Mitchell, who twice turned down Zook before taking a job on the Illini staff, said Zook has been unfairly cast as a poor coach, given his record as an assistant in the NFL and coach in college.

"I don't know how you can say that," Mitchell said. "How can you coach in the NFL and not be a great coach and teacher?

QEDMF:

Answer: Rich motherfuckin' Kotite. There's been plenty of deplorable coaches in the NFL, much like there's been plenty of deplorable college coaches. They're let in whenever anyone lets their eye off the empirical ball for even a second and begins to let the prospect of their own managerial genius affect their hiring. Maybe I see something here no one else does. Maybe he's a diamond in the rough. Someone else will handle the offense. People begin liking before they evaluate, trusting before they let their suspicion kick in, and letting the personality trump the resume while hoping "it all works out."

Take Louisville's recently concluded tryst with the faithless Bobby Petrino. Here's a coach who for exactly three seconds of his tenure radiated loyalty. Flirtations with LSU, Auburn, the Falcons, and perhaps even the Barcelona Dragons ran rife during his time in the headset for the Cardinals. His likeability rating hovered somewhere between HPV and sandspurs. And yet, winning cured all, despite Petrino's Spam-ish personality, complete lack of charisma, and tendency to flash a little asscheek at the next guy giving him the eye.

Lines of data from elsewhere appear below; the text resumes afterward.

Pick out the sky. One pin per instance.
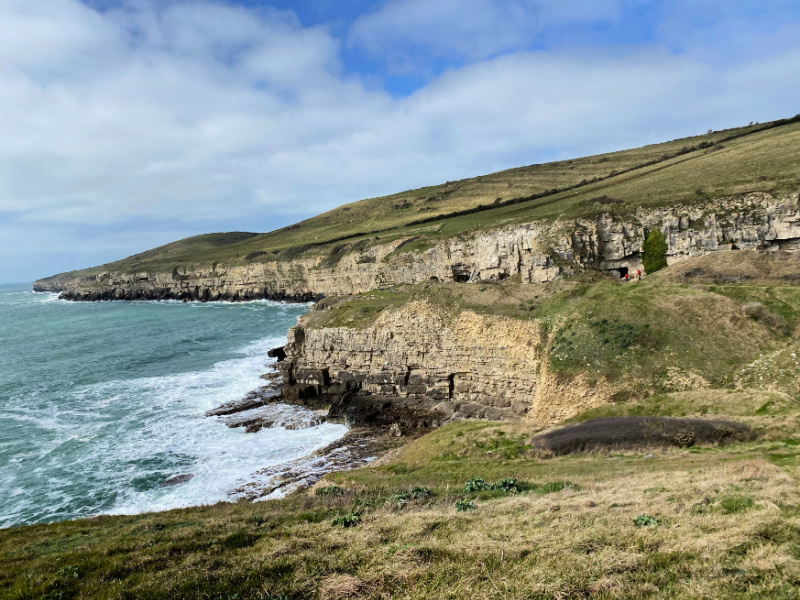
(127, 124)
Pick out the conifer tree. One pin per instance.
(654, 252)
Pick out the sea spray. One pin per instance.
(102, 404)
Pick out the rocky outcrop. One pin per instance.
(419, 366)
(534, 252)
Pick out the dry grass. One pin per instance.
(727, 525)
(742, 266)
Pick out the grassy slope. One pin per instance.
(641, 333)
(725, 163)
(729, 526)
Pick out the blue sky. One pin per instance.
(129, 124)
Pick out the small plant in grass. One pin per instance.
(475, 484)
(554, 486)
(654, 252)
(646, 521)
(509, 485)
(730, 505)
(71, 572)
(420, 492)
(464, 505)
(347, 520)
(400, 499)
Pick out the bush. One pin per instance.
(346, 520)
(654, 252)
(638, 432)
(508, 485)
(465, 505)
(420, 493)
(730, 505)
(646, 521)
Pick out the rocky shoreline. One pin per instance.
(266, 408)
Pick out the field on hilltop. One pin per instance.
(481, 509)
(730, 163)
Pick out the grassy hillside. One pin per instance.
(656, 334)
(758, 158)
(703, 521)
(710, 522)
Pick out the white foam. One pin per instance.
(119, 432)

Sure, he's gone now, but despite his merely good recruiting and lack of "excitement," Louisville's in another galaxy thanks to the hiring acumen of Louisville's administration. In truth, Illinois will likely come out on the high side thanks to the one other thing [NAME REDACTED] can do: recruit. But any talk of on-the-field competence deserves to be headbutted like a naughty vending machine.